The app's menu is quite evolved, involving a multitude of on-screen "buttons" that each operate different nodes, allowing for a more customized -- should we say "personal"? -- experience mirroring what the couple would do in a "real" intimate set-up.

Then there are the gizmos heavily reliant on technology allowing not just for the recording and digital transmission of sexual sensations, but also -- to a degree -- for their simulation.

One of these is RealTouch, a product line of USB-connected sex devices (one device curated for straight men, another for gay men), promising actual "interactive sex" over the Internet. The customer can choose from over 1000 specially encoded videos that sync with the movements of real touch, while for those who apparently desire to forego the slog of acquiring and/or maintaining a significant other, the company also delivers access to a slew of "models" well-versed in the use of RealTouch's devices, who are available "for private, one-on-one fantasy encounters."

All this for a price, of course, unlike a failed sexual encounter involving a real-life volunteer surrogate in Her.

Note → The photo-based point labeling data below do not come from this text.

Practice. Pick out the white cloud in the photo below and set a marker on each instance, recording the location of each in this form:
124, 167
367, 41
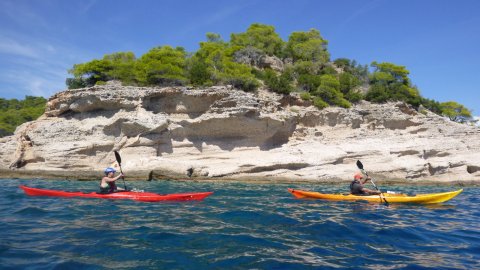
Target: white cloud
477, 118
13, 47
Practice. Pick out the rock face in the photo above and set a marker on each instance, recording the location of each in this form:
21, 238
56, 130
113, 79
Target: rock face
222, 133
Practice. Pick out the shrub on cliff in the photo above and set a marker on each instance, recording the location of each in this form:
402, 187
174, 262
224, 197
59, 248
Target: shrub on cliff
455, 111
307, 46
14, 112
391, 82
162, 66
243, 62
116, 66
259, 36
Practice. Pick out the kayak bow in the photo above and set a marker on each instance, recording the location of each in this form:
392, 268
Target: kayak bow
392, 198
125, 195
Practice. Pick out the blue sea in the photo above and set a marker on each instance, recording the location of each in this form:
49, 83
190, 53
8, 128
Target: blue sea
241, 226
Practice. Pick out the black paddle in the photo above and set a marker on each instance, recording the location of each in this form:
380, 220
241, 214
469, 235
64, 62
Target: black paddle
119, 161
360, 166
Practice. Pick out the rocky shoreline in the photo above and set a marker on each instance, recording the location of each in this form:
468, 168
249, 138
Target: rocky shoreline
222, 134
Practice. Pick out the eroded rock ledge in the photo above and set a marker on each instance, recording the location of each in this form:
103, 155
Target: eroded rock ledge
223, 133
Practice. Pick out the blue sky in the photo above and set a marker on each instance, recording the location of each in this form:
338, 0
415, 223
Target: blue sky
437, 40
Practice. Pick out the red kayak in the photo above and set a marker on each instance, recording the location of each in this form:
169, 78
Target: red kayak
125, 195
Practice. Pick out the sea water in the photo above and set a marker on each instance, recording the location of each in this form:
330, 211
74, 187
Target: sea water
241, 226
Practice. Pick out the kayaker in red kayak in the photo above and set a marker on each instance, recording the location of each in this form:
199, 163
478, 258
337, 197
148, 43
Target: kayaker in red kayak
357, 188
107, 185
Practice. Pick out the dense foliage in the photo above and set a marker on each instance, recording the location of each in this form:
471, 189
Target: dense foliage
14, 112
242, 62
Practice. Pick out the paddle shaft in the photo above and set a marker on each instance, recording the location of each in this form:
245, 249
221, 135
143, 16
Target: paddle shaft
119, 161
381, 195
360, 166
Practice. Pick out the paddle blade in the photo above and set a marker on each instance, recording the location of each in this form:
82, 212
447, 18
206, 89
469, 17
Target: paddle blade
117, 156
359, 165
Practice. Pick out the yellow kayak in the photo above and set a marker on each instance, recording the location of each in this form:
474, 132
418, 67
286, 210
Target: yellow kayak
390, 198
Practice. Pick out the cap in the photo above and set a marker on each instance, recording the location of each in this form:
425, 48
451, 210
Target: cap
109, 170
358, 176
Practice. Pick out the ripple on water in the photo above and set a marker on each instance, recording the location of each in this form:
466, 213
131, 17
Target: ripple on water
240, 226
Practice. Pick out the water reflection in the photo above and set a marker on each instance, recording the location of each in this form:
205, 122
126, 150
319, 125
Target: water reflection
241, 225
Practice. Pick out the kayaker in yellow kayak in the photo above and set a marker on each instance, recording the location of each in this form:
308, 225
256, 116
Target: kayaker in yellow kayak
107, 185
357, 188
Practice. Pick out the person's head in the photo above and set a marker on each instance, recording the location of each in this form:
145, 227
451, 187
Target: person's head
358, 176
110, 171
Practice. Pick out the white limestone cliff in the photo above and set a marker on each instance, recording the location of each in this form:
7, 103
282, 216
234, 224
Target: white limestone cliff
222, 133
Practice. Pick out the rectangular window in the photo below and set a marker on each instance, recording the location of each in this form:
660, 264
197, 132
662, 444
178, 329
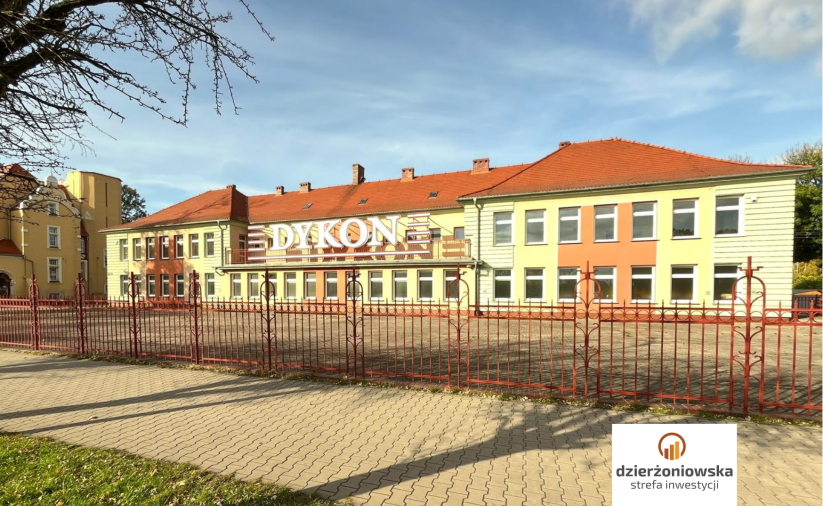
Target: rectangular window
728, 216
425, 285
534, 284
178, 246
331, 285
503, 284
606, 277
236, 286
569, 225
150, 247
605, 223
724, 278
210, 287
291, 285
209, 237
642, 284
683, 281
254, 286
376, 285
567, 284
54, 237
401, 285
503, 229
310, 285
194, 245
164, 247
179, 285
643, 220
536, 227
684, 219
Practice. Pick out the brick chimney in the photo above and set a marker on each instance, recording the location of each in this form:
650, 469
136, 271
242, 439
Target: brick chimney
358, 174
480, 166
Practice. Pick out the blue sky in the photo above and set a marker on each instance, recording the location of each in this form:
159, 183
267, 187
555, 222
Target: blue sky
433, 85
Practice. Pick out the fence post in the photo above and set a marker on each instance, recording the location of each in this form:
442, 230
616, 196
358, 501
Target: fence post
34, 294
79, 300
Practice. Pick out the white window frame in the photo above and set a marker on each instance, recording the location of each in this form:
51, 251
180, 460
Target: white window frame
694, 211
497, 220
540, 219
652, 213
542, 278
643, 276
612, 217
561, 218
693, 277
740, 208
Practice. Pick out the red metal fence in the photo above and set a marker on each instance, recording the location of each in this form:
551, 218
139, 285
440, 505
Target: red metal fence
740, 357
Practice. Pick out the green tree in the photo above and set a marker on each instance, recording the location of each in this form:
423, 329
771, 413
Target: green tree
133, 206
808, 211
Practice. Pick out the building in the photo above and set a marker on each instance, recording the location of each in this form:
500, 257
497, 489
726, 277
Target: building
654, 224
52, 231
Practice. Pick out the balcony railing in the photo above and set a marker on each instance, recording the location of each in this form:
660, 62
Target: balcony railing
453, 249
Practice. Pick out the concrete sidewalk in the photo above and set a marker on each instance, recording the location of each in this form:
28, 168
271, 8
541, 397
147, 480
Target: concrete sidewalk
377, 446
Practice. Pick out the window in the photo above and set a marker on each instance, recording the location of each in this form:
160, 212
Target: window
724, 278
331, 285
179, 285
164, 247
727, 216
254, 285
194, 245
569, 226
376, 285
605, 223
606, 277
401, 285
642, 284
534, 284
150, 247
684, 219
502, 229
683, 279
567, 283
451, 285
178, 246
643, 217
236, 286
310, 285
502, 284
210, 287
54, 238
535, 227
425, 285
291, 285
209, 237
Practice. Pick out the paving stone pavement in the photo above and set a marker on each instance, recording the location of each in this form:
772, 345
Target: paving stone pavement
377, 446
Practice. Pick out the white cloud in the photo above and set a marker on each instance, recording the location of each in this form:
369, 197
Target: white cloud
774, 29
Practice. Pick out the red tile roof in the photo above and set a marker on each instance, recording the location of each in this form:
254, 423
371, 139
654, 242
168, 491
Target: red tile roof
619, 162
7, 247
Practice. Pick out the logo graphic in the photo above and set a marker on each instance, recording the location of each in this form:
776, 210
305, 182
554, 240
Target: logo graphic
676, 449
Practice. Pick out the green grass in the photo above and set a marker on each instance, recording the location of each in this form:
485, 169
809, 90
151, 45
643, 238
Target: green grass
46, 472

Yet, this newly garnered ballyhoo about hi-tech gizmos offering interactive sexual experiences, most of which have already been around for several years now, entirely ignores the fact that even in Her's image of a dystopian future not far from us, the single -- and ostensibly mind-blowing and physically orgasmic -- sex scene relies on no remotely operated nodes, special underwear, or USB devices, no significant other, surrogate, or model on the other side of the Internet. It consists of the act of verbal foreplay between two entities (how else to speak about the coupling of a human being and an artificially intelligent operating system the human has downloaded onto his phone, computer and other devices?) only after the two have become familiar, shared intimately mundane details about their likes and dislikes, become a staple of each other's daily lives, and therefore forged a strong intellectual and emotional bond.

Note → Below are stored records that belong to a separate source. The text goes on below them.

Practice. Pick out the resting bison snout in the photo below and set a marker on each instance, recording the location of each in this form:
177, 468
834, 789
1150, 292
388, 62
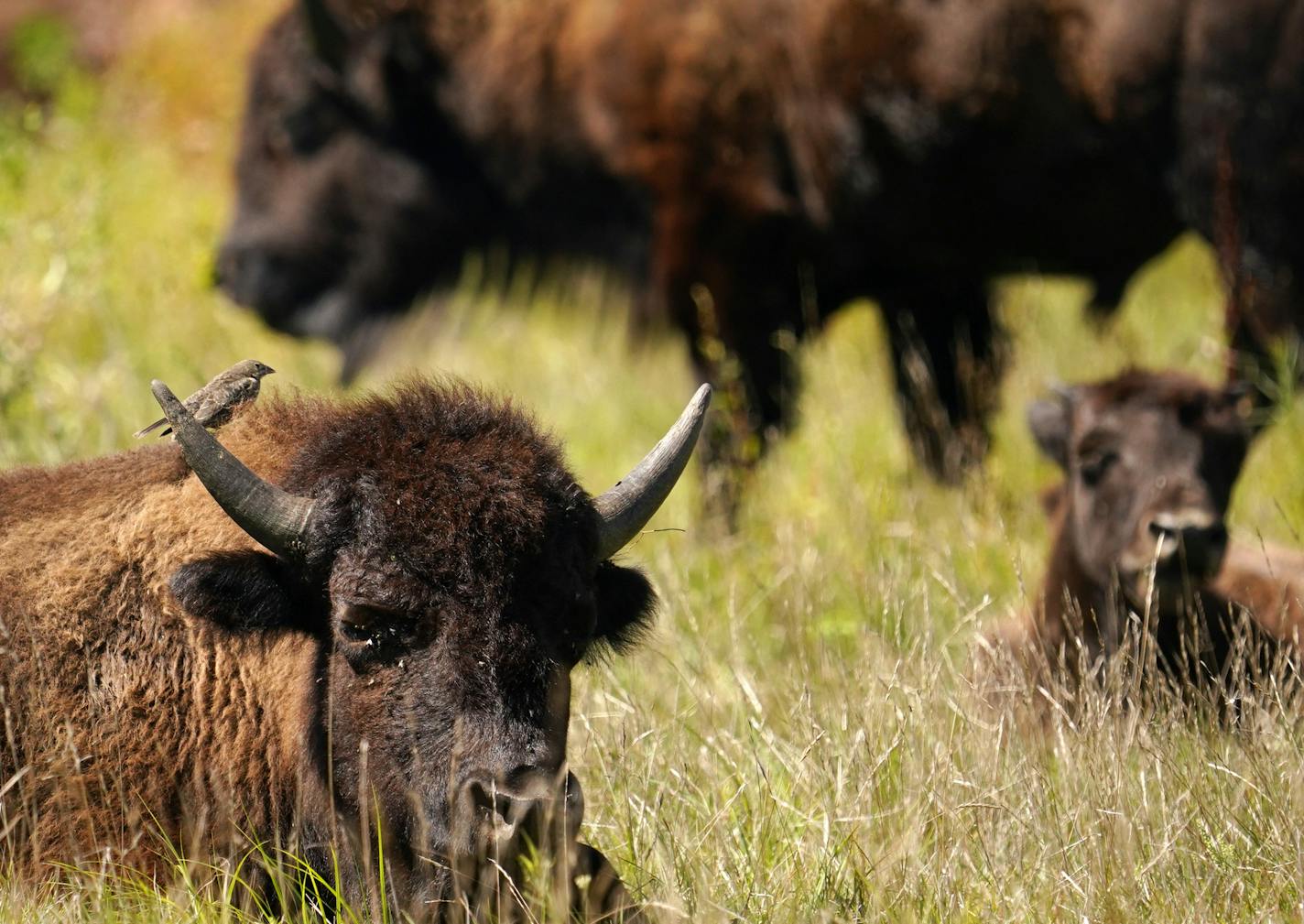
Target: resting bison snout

To put it plainly: it's about two... beings who have opened up to one another, gotten to know each other, fallen in love, and require nothing more than each other's voice and the all-pervasive knowledge of the intensity of their bond, to reach mutual physical climax -- giving a whole new meaning to the term "mind-f*ck".

After that happens, of course, things start getting messy. In the movie, as in real life, truly mind-blowing sex entails a profound and unique, if also febrile, connection to a specific other on every level. Enter drama and potential heartbreak. Even if your lover is a creature of A.I. (and this option seems not too faraway; aside from Japanese DARPA robots and Google's much publicized forage into robotics Rumors abound that Google has made ground-breaking progress in creating software that understands and responds accordingly to the diverse employment of inflection, both written and spoken.

Practically meaning, this software (still in its experimental phase) understands when we're joking or being mysterious or just sad -- at the same time, this lack of emotional understanding remains a timeless bone of contention between many couples.

Truth is, we're all products of a higher intelligence after all -- some call it God, others call it "evolution". When we break out, evolving beyond our "programming", risking, feeling, discovering, truly connecting to another, then it all becomes complicated and unknown. That's the goriness and glory of love, I guess.